Hafta sonunu garip kılan bir detay vardı. Neredeyse çoğu kişi kâbus görmeye başlamıştı. Bayan Norris haddini aşıyor ama benim elimden hiçbir şey gelmiyordu. Çünkü bu işin ucunda ölüm vardı ve rivayetlerin kontrolü Bayan Norris'in elindeydi. Hepimiz birer kuklaydık. Bu yüzden Bayan Norris'e fark ettirmeden bu işi halletmemem gerekiyordu.

Peder Samuel bana, ailemin lanetli olduğunu söylediğinden beri endişem artmıştı. Pederin söylediklerini derince düşündüğüm zaman bana zehirli sarmaşıklardan kurtul, demesinin nedenini kavrayabilmiştim. Zehirli sarmaşık derken, Bayan Norris'ten bahsediyordu. Zira Bayan Norris, eskiden rahibeydi ve Peder Samuel'in kilisesinde çalışıyordu. Bu bilgiyi de hizmetli Bayan Sofie'den öğrenmiştim.

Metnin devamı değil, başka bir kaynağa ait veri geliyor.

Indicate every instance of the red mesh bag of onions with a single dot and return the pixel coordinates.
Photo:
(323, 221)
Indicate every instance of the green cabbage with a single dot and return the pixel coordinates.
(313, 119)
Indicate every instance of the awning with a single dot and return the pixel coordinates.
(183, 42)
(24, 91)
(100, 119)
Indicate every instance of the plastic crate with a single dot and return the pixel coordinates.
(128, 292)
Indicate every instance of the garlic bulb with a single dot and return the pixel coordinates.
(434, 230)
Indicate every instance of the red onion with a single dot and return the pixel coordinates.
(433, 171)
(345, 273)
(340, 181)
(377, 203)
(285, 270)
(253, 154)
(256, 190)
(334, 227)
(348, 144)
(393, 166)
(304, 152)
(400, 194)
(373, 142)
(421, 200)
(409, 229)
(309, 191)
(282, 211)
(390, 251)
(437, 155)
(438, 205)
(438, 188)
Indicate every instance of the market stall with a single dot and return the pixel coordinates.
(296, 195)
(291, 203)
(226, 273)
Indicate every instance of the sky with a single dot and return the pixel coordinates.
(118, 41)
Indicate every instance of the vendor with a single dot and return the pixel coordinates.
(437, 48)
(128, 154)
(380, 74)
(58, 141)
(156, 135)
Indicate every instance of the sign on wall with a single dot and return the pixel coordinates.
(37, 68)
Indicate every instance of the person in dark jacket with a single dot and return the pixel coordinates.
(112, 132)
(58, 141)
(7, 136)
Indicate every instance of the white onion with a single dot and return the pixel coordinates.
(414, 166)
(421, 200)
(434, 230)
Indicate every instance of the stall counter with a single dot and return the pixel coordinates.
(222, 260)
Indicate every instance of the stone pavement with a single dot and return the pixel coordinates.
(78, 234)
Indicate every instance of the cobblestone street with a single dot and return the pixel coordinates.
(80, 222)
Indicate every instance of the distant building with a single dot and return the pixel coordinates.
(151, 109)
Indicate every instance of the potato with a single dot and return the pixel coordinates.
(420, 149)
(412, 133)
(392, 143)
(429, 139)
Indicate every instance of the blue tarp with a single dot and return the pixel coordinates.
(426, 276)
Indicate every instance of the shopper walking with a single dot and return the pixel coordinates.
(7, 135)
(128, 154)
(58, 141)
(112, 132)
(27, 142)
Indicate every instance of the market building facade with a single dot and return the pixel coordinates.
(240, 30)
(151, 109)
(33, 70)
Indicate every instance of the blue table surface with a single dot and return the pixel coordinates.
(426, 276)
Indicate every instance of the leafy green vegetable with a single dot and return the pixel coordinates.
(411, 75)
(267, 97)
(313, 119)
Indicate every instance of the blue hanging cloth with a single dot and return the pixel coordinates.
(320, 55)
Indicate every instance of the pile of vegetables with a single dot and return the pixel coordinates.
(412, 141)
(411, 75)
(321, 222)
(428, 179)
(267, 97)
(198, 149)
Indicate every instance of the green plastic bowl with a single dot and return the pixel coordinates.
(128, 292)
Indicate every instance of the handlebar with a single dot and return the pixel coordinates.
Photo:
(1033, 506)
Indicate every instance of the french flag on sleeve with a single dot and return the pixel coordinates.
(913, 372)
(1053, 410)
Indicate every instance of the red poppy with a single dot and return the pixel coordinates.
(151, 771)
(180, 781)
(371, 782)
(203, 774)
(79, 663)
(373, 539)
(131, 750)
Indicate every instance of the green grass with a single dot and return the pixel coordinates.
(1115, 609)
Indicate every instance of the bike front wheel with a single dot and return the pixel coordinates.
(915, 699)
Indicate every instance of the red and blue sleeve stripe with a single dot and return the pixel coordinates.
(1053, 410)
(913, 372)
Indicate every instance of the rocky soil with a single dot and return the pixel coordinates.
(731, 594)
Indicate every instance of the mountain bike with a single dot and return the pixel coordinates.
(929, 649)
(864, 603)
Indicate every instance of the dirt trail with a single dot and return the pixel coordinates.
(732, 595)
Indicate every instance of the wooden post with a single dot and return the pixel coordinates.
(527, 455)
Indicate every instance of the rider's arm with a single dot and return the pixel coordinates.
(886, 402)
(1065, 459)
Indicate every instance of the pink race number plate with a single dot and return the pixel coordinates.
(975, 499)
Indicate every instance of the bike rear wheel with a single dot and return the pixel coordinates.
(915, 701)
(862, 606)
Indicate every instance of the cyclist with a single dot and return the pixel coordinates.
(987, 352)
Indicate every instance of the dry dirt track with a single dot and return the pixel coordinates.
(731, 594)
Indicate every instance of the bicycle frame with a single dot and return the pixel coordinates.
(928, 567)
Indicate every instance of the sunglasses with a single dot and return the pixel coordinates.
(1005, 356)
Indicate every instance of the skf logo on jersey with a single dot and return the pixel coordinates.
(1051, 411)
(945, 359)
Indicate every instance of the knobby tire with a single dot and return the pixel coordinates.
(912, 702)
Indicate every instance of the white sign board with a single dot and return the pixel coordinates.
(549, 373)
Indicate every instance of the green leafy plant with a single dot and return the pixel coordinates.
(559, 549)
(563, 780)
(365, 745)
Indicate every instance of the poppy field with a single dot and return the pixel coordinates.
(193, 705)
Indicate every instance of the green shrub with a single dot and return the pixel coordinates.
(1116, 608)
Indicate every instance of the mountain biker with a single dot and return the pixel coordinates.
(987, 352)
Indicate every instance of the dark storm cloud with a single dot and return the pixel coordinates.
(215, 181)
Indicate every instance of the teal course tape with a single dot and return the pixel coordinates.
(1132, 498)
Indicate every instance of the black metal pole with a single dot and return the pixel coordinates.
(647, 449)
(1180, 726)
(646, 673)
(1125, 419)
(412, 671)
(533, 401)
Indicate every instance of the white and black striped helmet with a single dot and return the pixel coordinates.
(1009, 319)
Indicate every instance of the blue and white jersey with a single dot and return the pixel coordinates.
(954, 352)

Peder'se Bayan Norris'i kiliseden bilerek göndermişti. Çünkü Bayan Norris'in dine kötü bir amaçla hizmet ettiğini biliyordu. Ben de dolunay gününü bekliyordum. Altıncı hissim adada gerçekleri öğrenebileceğimi söyleyip duruyordu.

Pazar akşamına yaklaşırken yemeğe birkaç saat kala batı kanadının ikinci katında kameraları kontrol etmekle meşguldüm. Hafta içi için birçok planım vardı. Ancak kamera kayıtlarını bu gece izlemeyi planlıyordum ve ayrıca yarın akşam bu kata yeniden göz atacaktım. Linda'nın ölü bulunduğu çalışma odasının duvarlarını incelemem gerekiyordu. Belki o odada gizli bir geçit olabilirdi.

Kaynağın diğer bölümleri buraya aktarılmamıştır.